Sunday, November 6, 2011

Fish Heads, Fish Heads, Rolly Polly Fish Heads

My first Japanese "enkai" was on October 17.  An enkai is basically a company party.  This one was the Miki HS English Department's way of welcoming the new ALTs.  Ben and I were invited to have dinner at an Italian restaurant called Osteria dell' Arancio with the English staff.  Matt, the other ALT, and Kellee, a third part time ALT, also joined us for the evening.

The food was amazing!  We had a course meal, so small dishes kept coming until finally our main course.  For dessert, each of us were able to choose from a plate of various cakes and puddings and we all had a cup of specialty coffee in handcrafted coffee mugs.  I chose a pumpkin dessert of course.  This country loves pumpkin in the fall and I take full advantage of that.

I have always taken myself for an adventurous eater, but on that night that idea was challenged.  One of the courses was a fully cooked fish, head and all.  The chef, God bless him, covered the little guy in a shroud of lettuce and vegetables, but there he was, staring up at us all.  Everyone began to enjoy the fish dish as I worked up the courage to try my first whole fish.  Ben, Kellee, and I discussed what could be inside the fish that had such a grainy texture, when it was frankly explained by my husband that it was fish eggs not cornmeal that Kellee had in her mouth.  She was a little put off, but not deterred from enjoying the fish eggs.  At that moment, I decided to go for it.  I would eat the head and get the worst part out of the way.  The rest couldn't be that bad if I just ate the head.  So, I did it.  


I ate the fish head and felt both victory and disgust.  I cannot forget the memory of feeling fish teeth on the end of my tongue and tasting the bitter flavor of the cooked fish skin.  The fish head had a crunch that seemed very carnal as a chewed it.  Once I had swallowed, I could not bear to eat the fish babies stuffed inside the poor fish mother who's head I had just devoured.  So, I passed.

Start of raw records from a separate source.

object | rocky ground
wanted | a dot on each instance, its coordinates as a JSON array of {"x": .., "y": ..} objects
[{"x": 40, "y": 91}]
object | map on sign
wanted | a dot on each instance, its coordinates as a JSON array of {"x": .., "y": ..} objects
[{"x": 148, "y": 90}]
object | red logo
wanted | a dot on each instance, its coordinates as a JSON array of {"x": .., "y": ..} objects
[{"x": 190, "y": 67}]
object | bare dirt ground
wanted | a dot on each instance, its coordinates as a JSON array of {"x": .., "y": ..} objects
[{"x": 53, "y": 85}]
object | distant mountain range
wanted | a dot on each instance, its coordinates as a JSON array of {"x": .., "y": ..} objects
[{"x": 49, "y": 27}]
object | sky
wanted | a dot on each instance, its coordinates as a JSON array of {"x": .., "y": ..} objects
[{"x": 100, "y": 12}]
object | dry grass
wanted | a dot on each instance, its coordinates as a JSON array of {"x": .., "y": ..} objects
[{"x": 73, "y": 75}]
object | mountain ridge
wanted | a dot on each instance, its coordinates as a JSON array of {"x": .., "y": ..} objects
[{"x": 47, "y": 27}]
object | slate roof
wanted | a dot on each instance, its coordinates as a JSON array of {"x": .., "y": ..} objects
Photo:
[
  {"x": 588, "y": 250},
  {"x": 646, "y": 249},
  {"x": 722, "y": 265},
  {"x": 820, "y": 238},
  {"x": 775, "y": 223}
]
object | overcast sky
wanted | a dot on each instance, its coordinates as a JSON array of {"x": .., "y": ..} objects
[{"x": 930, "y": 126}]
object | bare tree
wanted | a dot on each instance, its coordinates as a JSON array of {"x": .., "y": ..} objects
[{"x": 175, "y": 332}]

I probably lost some points with the English teachers that day for refusing to eat the rest of the fish, but that doesn't matter to me.  The most important thing I gleamed from my fish eating failure was that sometimes you just have to be honest about what you can handle,  no politely lying to the English staff to save face, no torturing myself with eating fish I did not like.  The second most important thing I learned that day is that my husband is a fish head eating barbarian and likes it.